There was one ole boy in our outfit who found an old GI overcoat that came plum down over his knees. We had another boy who was a replacement that had just entered the service. One night I was walking across our bridge and the replacement came up to me asking if I had a handgrenade. He was the kind of fella who always thought the worst of any situation, and he started telling me that he'd seen a German go into our bunker at the end of the bridge. He wanted a handgrenade to throw into the bunker. I told him we weren't gonna throw a handgrenade into the bunker until we were sure who was in there. He said "well he had on a big long overcoat like the Germans wear." I yelled for who ever was in the bunker to identify themselves. Turns out it was the fella in our outfit that had found the long GI overcoat. That replacement would have killed him if I'd given him a handgrenade.
A couple of times I remember fellas doing funny things while under fire. One time some tracer rounds came in on us and I saw one of our motorcyle riders laying down under his motorcycle. Well I thought they'ed killed him, but it turns out he was just taking cover under his motorcycle. Another time me and another fella were sitting in the cab of my truck, and another one was sitting on the cargo box behind the cab of the truck. All of a sudden a round came in and hit right beside the truck, shook the whole truck and that boy on the cargo box made one leap around the side of the cab and in on top of us. He swears that round came right between him and the cab of the truck before it hit the ground.
One time over there in Italy, near the Piedmonte area, five of us put up for the night in a field hut near a mountain. I dropped my trailor and we decided to drive over the mountain. It was a nice black top road and we came to a little town. So we parked and started to take a look around and all of a sudden here came five Germans walking up the road. We didn't have weapons and they didn't have any guns either and we just walked by each other and they didn't say a word and we didn't say a word either. We decided to head back over the mountain.

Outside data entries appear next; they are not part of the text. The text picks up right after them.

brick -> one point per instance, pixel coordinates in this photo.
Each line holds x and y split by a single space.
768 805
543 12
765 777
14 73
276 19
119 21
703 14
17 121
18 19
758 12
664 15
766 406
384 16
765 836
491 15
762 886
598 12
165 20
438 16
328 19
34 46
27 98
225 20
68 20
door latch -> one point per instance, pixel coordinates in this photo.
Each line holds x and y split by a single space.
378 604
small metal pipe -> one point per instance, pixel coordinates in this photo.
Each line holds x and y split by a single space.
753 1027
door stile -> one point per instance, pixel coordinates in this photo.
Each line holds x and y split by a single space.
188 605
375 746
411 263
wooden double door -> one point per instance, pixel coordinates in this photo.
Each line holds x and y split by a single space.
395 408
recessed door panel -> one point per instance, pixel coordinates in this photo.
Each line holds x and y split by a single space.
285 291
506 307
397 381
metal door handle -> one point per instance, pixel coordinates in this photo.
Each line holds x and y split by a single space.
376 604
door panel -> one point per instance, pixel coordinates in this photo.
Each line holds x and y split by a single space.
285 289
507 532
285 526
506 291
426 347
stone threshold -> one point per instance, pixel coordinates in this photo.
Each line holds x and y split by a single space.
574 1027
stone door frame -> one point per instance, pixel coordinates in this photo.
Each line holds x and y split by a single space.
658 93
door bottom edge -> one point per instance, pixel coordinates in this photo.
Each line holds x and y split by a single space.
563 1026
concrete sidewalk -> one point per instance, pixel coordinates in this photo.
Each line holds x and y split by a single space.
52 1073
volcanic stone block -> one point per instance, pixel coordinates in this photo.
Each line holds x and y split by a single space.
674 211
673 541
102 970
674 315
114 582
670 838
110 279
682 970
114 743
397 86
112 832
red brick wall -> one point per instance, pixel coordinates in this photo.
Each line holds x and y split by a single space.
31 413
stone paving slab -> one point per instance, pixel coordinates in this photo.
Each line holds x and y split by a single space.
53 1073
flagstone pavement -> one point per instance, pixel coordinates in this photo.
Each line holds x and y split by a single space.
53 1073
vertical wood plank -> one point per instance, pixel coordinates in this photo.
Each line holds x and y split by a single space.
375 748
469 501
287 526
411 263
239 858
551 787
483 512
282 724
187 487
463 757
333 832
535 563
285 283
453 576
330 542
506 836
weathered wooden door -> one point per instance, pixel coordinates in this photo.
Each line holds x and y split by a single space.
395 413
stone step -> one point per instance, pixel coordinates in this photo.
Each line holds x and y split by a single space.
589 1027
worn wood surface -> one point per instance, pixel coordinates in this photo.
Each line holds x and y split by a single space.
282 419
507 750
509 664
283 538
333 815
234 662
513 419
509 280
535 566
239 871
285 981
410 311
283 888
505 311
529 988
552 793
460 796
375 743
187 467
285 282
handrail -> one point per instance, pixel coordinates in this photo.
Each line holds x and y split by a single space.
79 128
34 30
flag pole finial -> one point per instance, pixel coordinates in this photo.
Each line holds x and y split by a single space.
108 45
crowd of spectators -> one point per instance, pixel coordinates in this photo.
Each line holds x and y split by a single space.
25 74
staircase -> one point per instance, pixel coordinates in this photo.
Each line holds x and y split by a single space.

At the end of the war, just before I was due to come home, a fella borrowed my Eisenhower jacket. Each morning there was a truck that would go into Paris and he was gonna go and wanted to wear it. While he was gone I got word that I was gonna ship out at 11pm. Well, he got back to where I was just before 11 and I asked him for my jacket and he said he forgot and left it in Paris. I had to come on home and I never saw my jacket again.